Carmel Clay Parks & Recreation prepares to remove 500 trees at West Park


CCPR has identified approximately 500 trees to be removed from the West Park area. Most of them have been infested by the emerald ash borer. (Submitted photo)

By Heather Collins

As Carmel Clay Parks and Recreation officials prepare to enhance West Park, they must first remove approximately 500 trees dead or compromised trees, most of which have been infested by the emerald ash borer.

The tree removal process on 40 acres west of the park along 116th Street will be conducted in a manner aimed to minimize damage to healthy trees, the natural understory, existing wildlife and wildflowers, according to Michael Klitzing, CCPR chief operation officer.

A majority of the trees that will be removed from West Park are infected by the emerald ash borer, a destructive wood-boring pest that has killed hundreds of millions of ash trees through the U.S. (Submitted photo)

“With the goal of developing a small trail and adventure playground within portions of the woods, it is paramount that we provide safe conditions for our visitors,” Klitzing said.

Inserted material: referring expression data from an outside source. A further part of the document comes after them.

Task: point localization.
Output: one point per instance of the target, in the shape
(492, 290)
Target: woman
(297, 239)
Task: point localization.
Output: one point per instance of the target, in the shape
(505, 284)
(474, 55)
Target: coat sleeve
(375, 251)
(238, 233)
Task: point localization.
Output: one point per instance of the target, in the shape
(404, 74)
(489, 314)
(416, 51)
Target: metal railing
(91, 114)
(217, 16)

The emerald ash borer is an invasive and destructive wood-boring pest native to Asia whose larvae feed under the bark and damage the vascular tissue of the Ash tree, resulting in the tree’s death. After infection, the dead trees and limbs become brittle and at risk of falling.

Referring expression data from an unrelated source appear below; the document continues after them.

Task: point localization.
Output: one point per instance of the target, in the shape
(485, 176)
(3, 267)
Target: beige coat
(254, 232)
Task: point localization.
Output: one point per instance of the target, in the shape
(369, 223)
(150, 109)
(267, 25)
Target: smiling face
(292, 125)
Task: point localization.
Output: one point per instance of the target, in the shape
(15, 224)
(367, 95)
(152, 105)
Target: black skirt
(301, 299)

Klitzing said while the department would prefer not to be faced with this situation, the removal of the dead trees is a matter of public safety.

“Large limbs from these trees, and in many cases the entire tree, are at risk of falling on anyone or anything underneath them,” he said.

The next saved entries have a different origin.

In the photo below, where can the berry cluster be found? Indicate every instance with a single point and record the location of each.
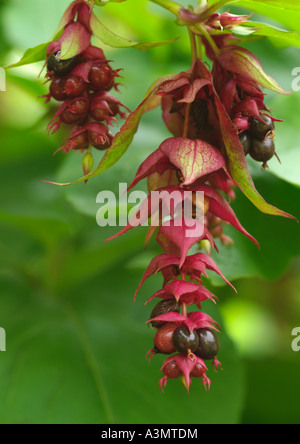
(208, 114)
(82, 83)
(258, 141)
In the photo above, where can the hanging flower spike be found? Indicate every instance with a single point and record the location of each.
(180, 366)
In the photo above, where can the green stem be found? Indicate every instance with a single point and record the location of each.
(208, 37)
(193, 45)
(208, 12)
(169, 5)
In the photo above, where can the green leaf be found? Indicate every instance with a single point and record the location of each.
(282, 37)
(32, 55)
(238, 167)
(279, 238)
(243, 62)
(286, 12)
(74, 40)
(105, 2)
(111, 39)
(80, 359)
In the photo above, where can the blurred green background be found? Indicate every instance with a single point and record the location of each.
(76, 341)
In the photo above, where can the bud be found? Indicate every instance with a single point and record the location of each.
(87, 163)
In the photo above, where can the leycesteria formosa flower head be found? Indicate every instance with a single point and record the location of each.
(81, 78)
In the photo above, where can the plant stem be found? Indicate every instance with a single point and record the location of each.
(193, 45)
(188, 106)
(210, 40)
(169, 5)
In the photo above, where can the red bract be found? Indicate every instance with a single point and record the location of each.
(216, 118)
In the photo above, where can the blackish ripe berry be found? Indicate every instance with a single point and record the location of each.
(259, 130)
(246, 141)
(163, 307)
(172, 371)
(74, 86)
(57, 90)
(263, 151)
(98, 141)
(61, 68)
(163, 340)
(101, 77)
(209, 345)
(185, 341)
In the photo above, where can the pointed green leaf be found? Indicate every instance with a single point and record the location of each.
(32, 55)
(284, 38)
(74, 40)
(237, 164)
(111, 39)
(241, 61)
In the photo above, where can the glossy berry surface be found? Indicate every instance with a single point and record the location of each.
(263, 151)
(209, 345)
(163, 307)
(80, 142)
(259, 130)
(163, 340)
(98, 141)
(185, 341)
(246, 141)
(74, 86)
(57, 90)
(101, 77)
(61, 68)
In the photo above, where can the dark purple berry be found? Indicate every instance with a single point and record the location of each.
(263, 151)
(209, 345)
(163, 307)
(80, 142)
(74, 86)
(246, 141)
(259, 130)
(163, 340)
(99, 142)
(61, 68)
(101, 77)
(57, 90)
(185, 341)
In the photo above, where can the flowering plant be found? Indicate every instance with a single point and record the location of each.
(217, 117)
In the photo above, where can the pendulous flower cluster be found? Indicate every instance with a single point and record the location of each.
(82, 83)
(209, 114)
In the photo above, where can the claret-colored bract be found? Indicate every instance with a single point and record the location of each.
(217, 117)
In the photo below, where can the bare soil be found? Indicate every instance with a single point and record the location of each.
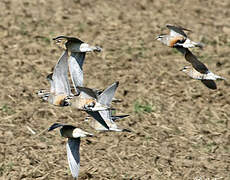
(180, 129)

To avoid clear-cutting the woods, the trees throughout the park affected by the emerald ash borer will be selectively removed. Equipment with tracks will be used to minimize compaction of the ground.  Work will begin Feb. 5 and will be complete by March 31 to better ensure the survival of wildflowers.

The Emerald ash borer has caused devastation to trees across the nation. According to the U.S. Dept. of Agriculture, emerald ash borer infections have been detected in 31 states.

The beetle was first discovered near Detroit in 2002. The first confirmed case in Indiana was in 2004. The U.S. Dept. of Natural Resources reports the pest has been confirmed in all 92 Indiana counties.